Submitted by Anthony Liguori on April 16, 2013, 2:45 p.m.

Details

Message ID 1366123521-4330-2-git-send-email-aliguori@us.ibm.com
State New
Headers show

Commit Message

Anthony Liguori April 16, 2013, 2:45 p.m.
Currently we waitpid on the child process we spawn off that does
nothing more than system() another process.  While this does not
appear to be incorrect, it's wasteful and confusing so get rid of
it.

Signed-off-by: Anthony Liguori <aliguori@us.ibm.com>
---
 tests/libqtest.c | 11 ++++-------
 1 file changed, 4 insertions(+), 7 deletions(-)
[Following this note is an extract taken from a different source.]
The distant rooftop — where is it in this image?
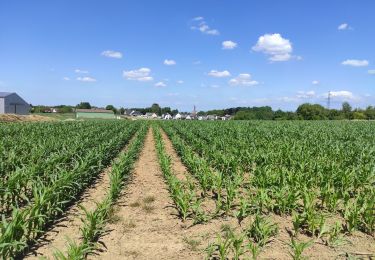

Patch hide | download patch | download mbox

diff --git a/tests/libqtest.c b/tests/libqtest.c
index 389596a..884f959 100644
--- a/tests/libqtest.c
+++ b/tests/libqtest.c
@@ -107,7 +107,7 @@  static pid_t qtest_qemu_pid(QTestState *s)
 QTestState *qtest_init(const char *extra_args)
 {
     QTestState *s;
-    int sock, qmpsock, ret, i;
+    int sock, qmpsock, i;
     gchar *pid_file;
     gchar *command;
     const char *qemu_binary;
@@ -136,10 +136,8 @@  QTestState *qtest_init(const char *extra_args)
                                   "%s", qemu_binary, s->socket_path,
                                   s->qmp_socket_path, pid_file,
                                   extra_args ?: "");
-
-        ret = system(command);
-        exit(ret);
-        g_free(command);
+        execlp("/bin/sh", "sh", "-c", command, NULL);
+        exit(1);
     }
 
     s->fd = socket_accept(sock);
@@ -169,9 +167,8 @@  void qtest_quit(QTestState *s)
 
     pid_t pid = qtest_qemu_pid(s);
     if (pid != -1) {
-        /* kill QEMU, but wait for the child created by us to run system() */
         kill(pid, SIGTERM);
-        waitpid(s->child_pid, &status, 0);
+        waitpid(pid, &status, 0);
     }
 
     unlink(s->pid_file);